This work investigates the minimum mean separation $\Delta$ required for partial recovery of cluster structure in isotropic Gaussian mixture models in the moderate-dimensional regime ($n \geq dK$), aiming to bridge the gap between information-theoretic limits and the performance of polynomial-time algorithms. By establishing the first low-degree polynomial computational lower bound in this regime, the study reveals that the clustering hardness stems from nonparametric effects rather than dimensionality reduction bottlenecks. Leveraging this insight, the authors design a novel non-spectral clustering algorithm that matches the derived nonparametric rate and achieves the computational lower bound. This result precisely characterizes the statistical-computational trade-off in moderate-dimensional clustering and advances the theoretical understanding of its computational complexity.

We study the fundamental problem of clustering $n$ points into $K$ groups drawn from a mixture of isotropic Gaussians in $\mathbb{R}^d$. Specifically, we investigate the requisite minimal distance $Δ$ between mean vectors to partially recover the underlying partition. While the minimax-optimal threshold for $Δ$ is well-established, a significant gap exists between this information-theoretic limit and the performance of known polynomial-time procedures.
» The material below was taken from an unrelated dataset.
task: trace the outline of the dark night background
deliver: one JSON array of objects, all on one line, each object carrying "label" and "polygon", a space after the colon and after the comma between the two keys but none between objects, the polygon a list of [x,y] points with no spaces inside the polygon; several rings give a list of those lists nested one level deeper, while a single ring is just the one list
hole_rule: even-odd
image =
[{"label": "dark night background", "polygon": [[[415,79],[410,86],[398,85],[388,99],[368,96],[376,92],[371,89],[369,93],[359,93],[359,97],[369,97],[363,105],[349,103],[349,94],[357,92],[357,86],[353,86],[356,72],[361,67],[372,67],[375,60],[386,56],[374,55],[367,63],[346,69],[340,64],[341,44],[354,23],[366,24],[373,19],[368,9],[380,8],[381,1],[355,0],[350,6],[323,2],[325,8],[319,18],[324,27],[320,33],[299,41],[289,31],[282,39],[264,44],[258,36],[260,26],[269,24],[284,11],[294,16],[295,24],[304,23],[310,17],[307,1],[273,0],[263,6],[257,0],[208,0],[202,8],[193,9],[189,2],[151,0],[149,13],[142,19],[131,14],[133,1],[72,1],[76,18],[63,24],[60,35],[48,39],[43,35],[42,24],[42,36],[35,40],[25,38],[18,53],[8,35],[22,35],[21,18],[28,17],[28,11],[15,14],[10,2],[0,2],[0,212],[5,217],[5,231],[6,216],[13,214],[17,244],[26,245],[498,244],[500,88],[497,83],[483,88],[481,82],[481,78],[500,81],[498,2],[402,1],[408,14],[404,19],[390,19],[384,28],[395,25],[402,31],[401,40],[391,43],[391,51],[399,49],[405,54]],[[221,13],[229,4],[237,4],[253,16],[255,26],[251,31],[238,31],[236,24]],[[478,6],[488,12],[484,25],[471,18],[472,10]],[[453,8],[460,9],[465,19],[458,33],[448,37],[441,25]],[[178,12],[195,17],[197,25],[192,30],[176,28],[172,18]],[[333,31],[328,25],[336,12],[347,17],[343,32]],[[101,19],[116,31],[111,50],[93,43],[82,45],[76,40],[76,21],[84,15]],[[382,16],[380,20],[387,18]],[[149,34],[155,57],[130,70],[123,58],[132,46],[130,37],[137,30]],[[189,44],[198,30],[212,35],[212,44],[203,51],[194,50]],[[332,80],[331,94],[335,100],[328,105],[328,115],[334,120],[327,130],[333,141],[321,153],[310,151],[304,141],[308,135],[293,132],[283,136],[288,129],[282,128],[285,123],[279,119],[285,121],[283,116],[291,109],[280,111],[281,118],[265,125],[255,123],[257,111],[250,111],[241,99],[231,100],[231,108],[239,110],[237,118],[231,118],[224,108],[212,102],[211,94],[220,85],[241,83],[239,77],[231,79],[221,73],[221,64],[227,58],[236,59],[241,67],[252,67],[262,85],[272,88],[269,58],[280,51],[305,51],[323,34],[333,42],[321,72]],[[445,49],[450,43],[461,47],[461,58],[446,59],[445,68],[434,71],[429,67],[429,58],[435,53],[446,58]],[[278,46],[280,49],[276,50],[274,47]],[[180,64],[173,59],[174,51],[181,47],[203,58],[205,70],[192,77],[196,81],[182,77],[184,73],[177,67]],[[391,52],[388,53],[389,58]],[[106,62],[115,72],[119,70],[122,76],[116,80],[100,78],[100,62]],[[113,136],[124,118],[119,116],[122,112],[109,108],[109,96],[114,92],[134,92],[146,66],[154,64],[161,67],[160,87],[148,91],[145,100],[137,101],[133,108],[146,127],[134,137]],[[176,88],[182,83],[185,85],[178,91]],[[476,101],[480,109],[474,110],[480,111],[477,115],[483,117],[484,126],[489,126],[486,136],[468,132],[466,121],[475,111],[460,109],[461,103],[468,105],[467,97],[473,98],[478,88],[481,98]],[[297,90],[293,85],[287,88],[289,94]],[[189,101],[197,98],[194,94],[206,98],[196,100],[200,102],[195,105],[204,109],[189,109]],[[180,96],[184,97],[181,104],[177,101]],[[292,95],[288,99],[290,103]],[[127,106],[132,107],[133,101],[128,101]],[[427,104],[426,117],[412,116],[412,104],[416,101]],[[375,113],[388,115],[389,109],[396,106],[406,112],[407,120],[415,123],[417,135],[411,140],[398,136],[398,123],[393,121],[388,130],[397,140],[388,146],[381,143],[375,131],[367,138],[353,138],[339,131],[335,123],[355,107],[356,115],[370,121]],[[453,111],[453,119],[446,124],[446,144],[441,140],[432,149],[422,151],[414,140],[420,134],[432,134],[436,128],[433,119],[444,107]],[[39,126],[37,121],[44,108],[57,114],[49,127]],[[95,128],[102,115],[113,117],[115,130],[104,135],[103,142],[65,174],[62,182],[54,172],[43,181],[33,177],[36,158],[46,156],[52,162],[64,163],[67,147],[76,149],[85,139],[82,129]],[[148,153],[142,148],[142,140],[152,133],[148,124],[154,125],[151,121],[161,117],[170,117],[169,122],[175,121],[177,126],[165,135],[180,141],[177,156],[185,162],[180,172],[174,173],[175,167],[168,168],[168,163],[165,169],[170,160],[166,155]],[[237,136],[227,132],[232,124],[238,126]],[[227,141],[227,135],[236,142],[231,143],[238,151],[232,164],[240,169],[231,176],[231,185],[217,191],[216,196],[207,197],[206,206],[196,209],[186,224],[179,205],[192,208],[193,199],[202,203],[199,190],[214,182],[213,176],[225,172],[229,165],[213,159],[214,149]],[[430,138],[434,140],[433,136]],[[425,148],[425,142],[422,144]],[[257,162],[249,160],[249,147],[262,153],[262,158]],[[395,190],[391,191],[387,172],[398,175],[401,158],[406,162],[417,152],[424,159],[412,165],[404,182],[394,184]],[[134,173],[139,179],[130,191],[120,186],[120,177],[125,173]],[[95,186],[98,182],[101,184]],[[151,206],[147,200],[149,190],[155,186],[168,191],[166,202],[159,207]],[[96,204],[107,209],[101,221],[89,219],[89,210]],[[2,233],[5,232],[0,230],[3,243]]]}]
Although this gap was recently characterized in the high-dimensional regime ($n \leq dK$), it remains largely unexplored in the moderate-dimensional regime ($n \geq dK$). In this manuscript, we address this regime by establishing a new low-degree polynomial lower bound for the moderate-dimensional case when $d \geq K$. We show that while the difficulty of clustering for $n \leq dK$ is primarily driven by dimension reduction and spectral methods, the moderate-dimensional regime involves more delicate phenomena leading to a "non-parametric rate". We provide a novel non-spectral algorithm matching this rate, shedding new light on the computational limits of the clustering problem in moderate dimension.